His musical studies were with Harold Gomberg (oboe) at the Juilliard and Manhattan Schools of Music where he received his Bachelors degree in 1971. He holds a Masters of Music degree in composition from Rice University and a Doctorate in composition from the University of California in San Diego. His principal composition teachers were Will Ogdon, Paul Cooper, Krysztof Penderecki, and John Cage.
In 1971 he began his musical career as principal oboe with orchestras in the United States, Canada, and England. In 1975 he pursued his interests in the jazz world playing saxophone, flute and clarinet in the Aspen Music Festival Big Band and in his own quintet. Since 1978 he has concentrated on composition and improvisation.

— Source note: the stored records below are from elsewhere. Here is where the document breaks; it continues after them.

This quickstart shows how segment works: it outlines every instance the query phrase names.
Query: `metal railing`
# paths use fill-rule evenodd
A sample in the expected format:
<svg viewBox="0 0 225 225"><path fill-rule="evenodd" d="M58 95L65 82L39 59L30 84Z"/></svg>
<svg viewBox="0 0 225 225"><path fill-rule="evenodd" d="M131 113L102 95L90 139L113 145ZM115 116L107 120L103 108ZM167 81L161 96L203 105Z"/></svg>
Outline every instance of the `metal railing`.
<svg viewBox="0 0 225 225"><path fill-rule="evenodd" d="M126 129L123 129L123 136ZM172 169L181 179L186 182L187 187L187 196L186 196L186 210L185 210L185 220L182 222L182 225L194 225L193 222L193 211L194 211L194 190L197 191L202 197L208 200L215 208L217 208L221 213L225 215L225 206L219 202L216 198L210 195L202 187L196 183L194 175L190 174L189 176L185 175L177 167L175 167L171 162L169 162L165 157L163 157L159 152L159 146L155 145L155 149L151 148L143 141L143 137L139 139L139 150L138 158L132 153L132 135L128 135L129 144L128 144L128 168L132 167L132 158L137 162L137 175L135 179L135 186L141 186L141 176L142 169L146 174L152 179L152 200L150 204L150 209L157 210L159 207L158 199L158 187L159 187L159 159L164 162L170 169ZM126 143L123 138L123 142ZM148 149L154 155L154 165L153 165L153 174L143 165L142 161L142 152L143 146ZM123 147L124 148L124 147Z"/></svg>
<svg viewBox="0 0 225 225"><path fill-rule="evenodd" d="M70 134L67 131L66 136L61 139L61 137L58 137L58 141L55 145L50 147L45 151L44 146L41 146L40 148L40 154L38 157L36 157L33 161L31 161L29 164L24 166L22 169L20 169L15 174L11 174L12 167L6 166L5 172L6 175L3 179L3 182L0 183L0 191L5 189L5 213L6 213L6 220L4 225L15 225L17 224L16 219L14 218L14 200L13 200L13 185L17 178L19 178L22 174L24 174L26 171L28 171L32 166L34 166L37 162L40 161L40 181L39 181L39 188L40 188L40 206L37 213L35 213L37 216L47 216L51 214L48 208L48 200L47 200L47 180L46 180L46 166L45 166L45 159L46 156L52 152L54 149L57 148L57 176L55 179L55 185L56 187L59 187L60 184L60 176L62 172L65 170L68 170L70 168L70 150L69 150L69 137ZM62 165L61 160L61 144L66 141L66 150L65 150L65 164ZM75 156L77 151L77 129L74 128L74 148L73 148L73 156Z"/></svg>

Drake Mabry has written over 100 works including 50 commissions (7 Commandes de l'Etat) for soloists, ensembles, and orchestras. He has received numerous performances of his music in the United States, Israel, Asia, and Europe. He is regularly invited as composer in residence and received the "Bourse de la Création 1996" from the Conseil Général des Vosges.
His music is published by Editions Musicales Européenes, Editions Henry Lemoine, Editions Transatlantiques, Shawnee Press and Drake Mabry Publishing. His music is recorded on the compact disc labels: Musique Française d'Aujourd'hui Radio France, Neuma, l'Atout Vosgien, Hopi, and Berlioz Historic Brass.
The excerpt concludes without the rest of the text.